×

Hear the Best New Folk Music with Fresh Cuts Friday

Ready for some of the best new music we’ve heard this week? It’s a great list as you’ll see below — and as you’ll hear when you join me for my ‘Fresh Cuts’ radio hour! Listen every Friday at 2 p.m. Eastern, 11 a.m. Pacific via the 24/7 stream on our website, app, or your smart speaker.

Or, just click on the Fresh Cuts stream whenever it’s convenient for you.

In the meantime, check out some of the best new music we’ve been listening to this week.

—–
Folk Alley is able to produce and offer this weekly new music hour thanks to support from our members. If you enjoy the Fresh Cuts hour please donate to Folk Alley or consider becoming a sponsor.


Arny Margret, “I Miss You, I Do”

Iceland’s Arny Margret returns with her second album,I Miss You, I Do (out March 7). Produced by Josh Kaufman, the title track ‘I Miss You, I Do’ was recorded with Kaufman in Kingston, New York and was written the night before Arny met him. “I wanted to have a good song to take with me, so I wrote it in my pajamas in the Airbnb I was staying at before I went to sleep. I think it’s become the song I’m most fond of on the album.”


Beirut, “Caspian Tiger”

Beirut frontman Zach Condon wrote “Caspian Tiger” as part of the soundtrack for the Swedish contemporary circus company Kompani Giraff’s international touring production, A Study of Losses. Condon says of the track: “I found Kompani Giraff’s project so enticing, and writing something for acrobats to perform to [was so] enjoyable.”


Sam Moss, “Dance”

The Virginia songwriter/instrumentalist/woodworker Sam Moss releases his next LP, Swimming on February 7th, 2025, featuring Isa Burke, Jake Xerxes Fussell, Molly Sarlé (Mountain Man).
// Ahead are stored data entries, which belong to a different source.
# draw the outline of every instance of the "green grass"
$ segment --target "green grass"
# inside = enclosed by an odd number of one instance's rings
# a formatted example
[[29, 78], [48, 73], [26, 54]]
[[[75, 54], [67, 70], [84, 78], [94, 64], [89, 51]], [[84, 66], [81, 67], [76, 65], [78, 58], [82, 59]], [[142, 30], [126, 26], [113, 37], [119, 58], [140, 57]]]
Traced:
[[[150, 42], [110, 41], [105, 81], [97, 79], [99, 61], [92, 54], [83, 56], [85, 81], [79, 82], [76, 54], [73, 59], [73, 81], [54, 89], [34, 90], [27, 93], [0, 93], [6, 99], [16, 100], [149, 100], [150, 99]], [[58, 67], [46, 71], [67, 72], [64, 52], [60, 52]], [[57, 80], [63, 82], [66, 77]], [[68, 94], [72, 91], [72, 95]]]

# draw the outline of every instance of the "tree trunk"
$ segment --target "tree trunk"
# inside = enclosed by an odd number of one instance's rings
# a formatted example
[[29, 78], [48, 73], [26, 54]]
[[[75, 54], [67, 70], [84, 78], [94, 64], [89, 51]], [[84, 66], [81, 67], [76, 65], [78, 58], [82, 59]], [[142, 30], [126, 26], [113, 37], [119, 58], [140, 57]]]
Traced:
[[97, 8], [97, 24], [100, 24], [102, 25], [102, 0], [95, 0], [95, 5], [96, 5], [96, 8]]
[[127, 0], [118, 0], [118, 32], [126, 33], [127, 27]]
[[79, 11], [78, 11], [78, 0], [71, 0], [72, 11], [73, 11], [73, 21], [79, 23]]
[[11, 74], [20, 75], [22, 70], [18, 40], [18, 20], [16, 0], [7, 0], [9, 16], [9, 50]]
He describes “Dance” as “a song for moving through the sorrow.”


Rose Cousins, “Denouement” 

As we slowly get glimpses of Rose Cousins’ upcoming album Conditions Of Love – Vol 1, (out March 14), she knocks us a good one for the heart with “Denouement.” “What are we looking for from love, anyway?” says Cousins. “We want to show and tell, to be seen, understood, and held. We want expansion, a new version of love, and at the same time, safety. We want to be loved for who we are, yet often, we don’t even know the answer to that question. But longing and belonging spur us to keep trying romantic love. We willingly dive in with someone brand new, a stranger actually, without ever knowing how the story will end.”